Modular design is desirable as each module is constructed with artifacts that have a strong affinity for each other. Each artifact name can be made unique by incorporating the module name in it's identity. A module in TAQ is a scope and templates are sub-modules, each with it's own namespace distinct from that of the scope that encloses it,
Beyond defining a namespace, a scope can can be assigned a locale and hold properties set as key-value pairs. The built-in default scope is named "global" and it is implied when scope name is omitted from a reference to an artifact or template.
Identifiers
Identifiers in TAQ follow the Java naming syntax: identifiers begin with an alpha character which is followed by any number of alpha or numeric characters or "_" underscore. You see in all the TAQ examples a naming convention different from Java's camelCase. The convention is intended to make TAQ look different from Java and uses all lower-case names, with underscore character used to separate words eg. surface_area.

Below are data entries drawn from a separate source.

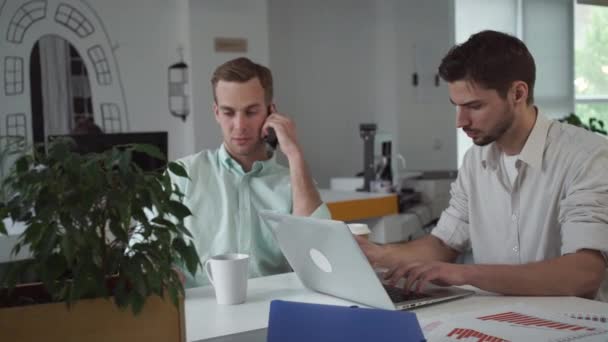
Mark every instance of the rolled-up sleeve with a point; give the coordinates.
(584, 210)
(453, 225)
(322, 212)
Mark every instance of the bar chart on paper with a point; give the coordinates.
(470, 334)
(517, 318)
(513, 323)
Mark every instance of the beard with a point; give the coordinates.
(498, 130)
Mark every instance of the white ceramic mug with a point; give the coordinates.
(228, 274)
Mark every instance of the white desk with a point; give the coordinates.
(205, 320)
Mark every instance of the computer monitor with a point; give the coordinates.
(97, 143)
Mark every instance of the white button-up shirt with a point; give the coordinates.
(558, 203)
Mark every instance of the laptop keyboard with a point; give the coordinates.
(397, 294)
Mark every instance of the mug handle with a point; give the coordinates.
(208, 271)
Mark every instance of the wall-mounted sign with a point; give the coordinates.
(230, 44)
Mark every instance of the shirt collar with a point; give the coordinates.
(532, 152)
(258, 166)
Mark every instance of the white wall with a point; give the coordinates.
(220, 18)
(340, 63)
(145, 36)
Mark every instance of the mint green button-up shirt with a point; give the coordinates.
(225, 201)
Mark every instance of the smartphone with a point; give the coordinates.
(271, 137)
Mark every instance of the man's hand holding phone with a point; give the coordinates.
(284, 131)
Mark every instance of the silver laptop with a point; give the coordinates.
(327, 259)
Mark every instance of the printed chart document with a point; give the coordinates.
(512, 323)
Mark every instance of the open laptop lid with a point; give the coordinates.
(327, 259)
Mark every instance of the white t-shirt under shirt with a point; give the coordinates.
(509, 164)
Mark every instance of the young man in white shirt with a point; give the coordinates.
(531, 198)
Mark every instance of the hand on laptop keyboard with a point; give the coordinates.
(398, 294)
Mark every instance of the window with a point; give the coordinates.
(110, 116)
(74, 20)
(100, 63)
(13, 75)
(591, 63)
(16, 126)
(23, 18)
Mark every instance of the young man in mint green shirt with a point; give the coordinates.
(230, 185)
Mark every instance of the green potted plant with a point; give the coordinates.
(97, 226)
(594, 125)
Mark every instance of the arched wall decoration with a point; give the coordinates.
(22, 24)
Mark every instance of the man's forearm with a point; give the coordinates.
(577, 274)
(306, 198)
(428, 248)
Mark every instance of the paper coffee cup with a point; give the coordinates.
(360, 229)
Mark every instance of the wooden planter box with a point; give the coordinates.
(94, 320)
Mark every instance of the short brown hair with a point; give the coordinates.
(493, 60)
(242, 70)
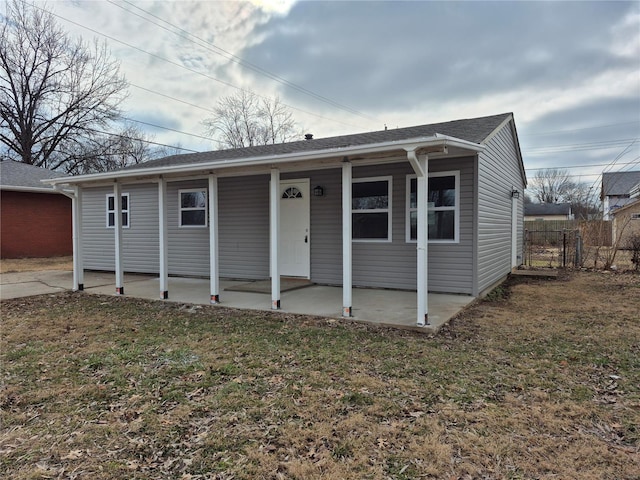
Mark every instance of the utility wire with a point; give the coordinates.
(173, 130)
(535, 134)
(579, 146)
(238, 60)
(569, 167)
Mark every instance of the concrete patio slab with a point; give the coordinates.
(383, 307)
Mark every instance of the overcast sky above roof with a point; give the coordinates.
(569, 71)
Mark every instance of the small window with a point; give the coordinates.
(443, 201)
(111, 210)
(292, 192)
(193, 208)
(371, 209)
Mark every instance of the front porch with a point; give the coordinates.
(383, 307)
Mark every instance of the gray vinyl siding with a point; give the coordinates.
(389, 264)
(498, 171)
(140, 247)
(393, 265)
(243, 227)
(243, 205)
(188, 246)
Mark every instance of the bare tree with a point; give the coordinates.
(54, 91)
(245, 120)
(552, 185)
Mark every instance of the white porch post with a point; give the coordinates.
(274, 228)
(164, 239)
(213, 240)
(117, 224)
(423, 241)
(347, 301)
(514, 228)
(76, 220)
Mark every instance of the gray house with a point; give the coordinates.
(617, 188)
(428, 208)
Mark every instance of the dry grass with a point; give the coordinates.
(10, 265)
(541, 382)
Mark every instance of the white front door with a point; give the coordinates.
(295, 238)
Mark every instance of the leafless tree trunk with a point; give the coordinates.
(552, 185)
(54, 91)
(245, 120)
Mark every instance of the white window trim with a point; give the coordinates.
(456, 208)
(127, 211)
(388, 210)
(192, 209)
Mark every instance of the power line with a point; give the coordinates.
(580, 146)
(238, 60)
(210, 77)
(579, 129)
(173, 130)
(172, 98)
(569, 167)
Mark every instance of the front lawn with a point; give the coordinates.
(543, 381)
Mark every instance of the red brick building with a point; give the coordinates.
(35, 220)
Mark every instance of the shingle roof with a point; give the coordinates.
(531, 209)
(474, 130)
(22, 175)
(619, 183)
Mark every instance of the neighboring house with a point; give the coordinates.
(616, 190)
(350, 210)
(626, 223)
(547, 211)
(35, 219)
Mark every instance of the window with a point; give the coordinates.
(193, 208)
(111, 210)
(371, 209)
(443, 201)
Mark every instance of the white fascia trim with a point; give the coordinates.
(6, 188)
(411, 144)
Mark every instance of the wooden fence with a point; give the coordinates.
(593, 232)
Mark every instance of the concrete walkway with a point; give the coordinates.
(383, 307)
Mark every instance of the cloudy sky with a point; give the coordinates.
(569, 71)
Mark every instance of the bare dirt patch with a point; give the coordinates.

An identifier may refer to a scope, template, a term or a declared artifact such as an axiom list. Two and sometimes three identifiers may be combined to form a name using a period "." as a separator. Hence a name can be referred to as being 1-part, 2-part or 3-part according to the number of identifiers it contains.
Addresses
An address is a name containing two identifiers and an at '@' symbol to signify the scope part. A template address leads with the @ followed by scope and template identifiers, for example, "@Asia.megacities" for a template named "megacities" in a scope named "Asia". An artifact address has the scope as the last name preceded by an @, for example, "city_listy@Asia" for an axiom list named "city_list" in a scope named "Asia".The global scope is a special case in that the "global" identifier can be dropped leaving just the @ symbol, for example, "mega_city_list@"
Namespace Scheme
Addresses are not ambiguous while names other than 3-part ones potentially are. The compiler has a strategy for resolving 1 or 2 part names. A 1-part name search starts with the current namespace. If the referenced item is not found, a search is performed in the global scope.
A 2-part name search starts by assuming the first part identifies a template in the current scope. If the referenced item is not found, first part is assumed to be a scope and a search is performed in that scope. From this it follows that good practice is to avoid placing items in the global scope unless it is intentional and preferring to use addresses to reference items belong ing to a different namespace than the current one.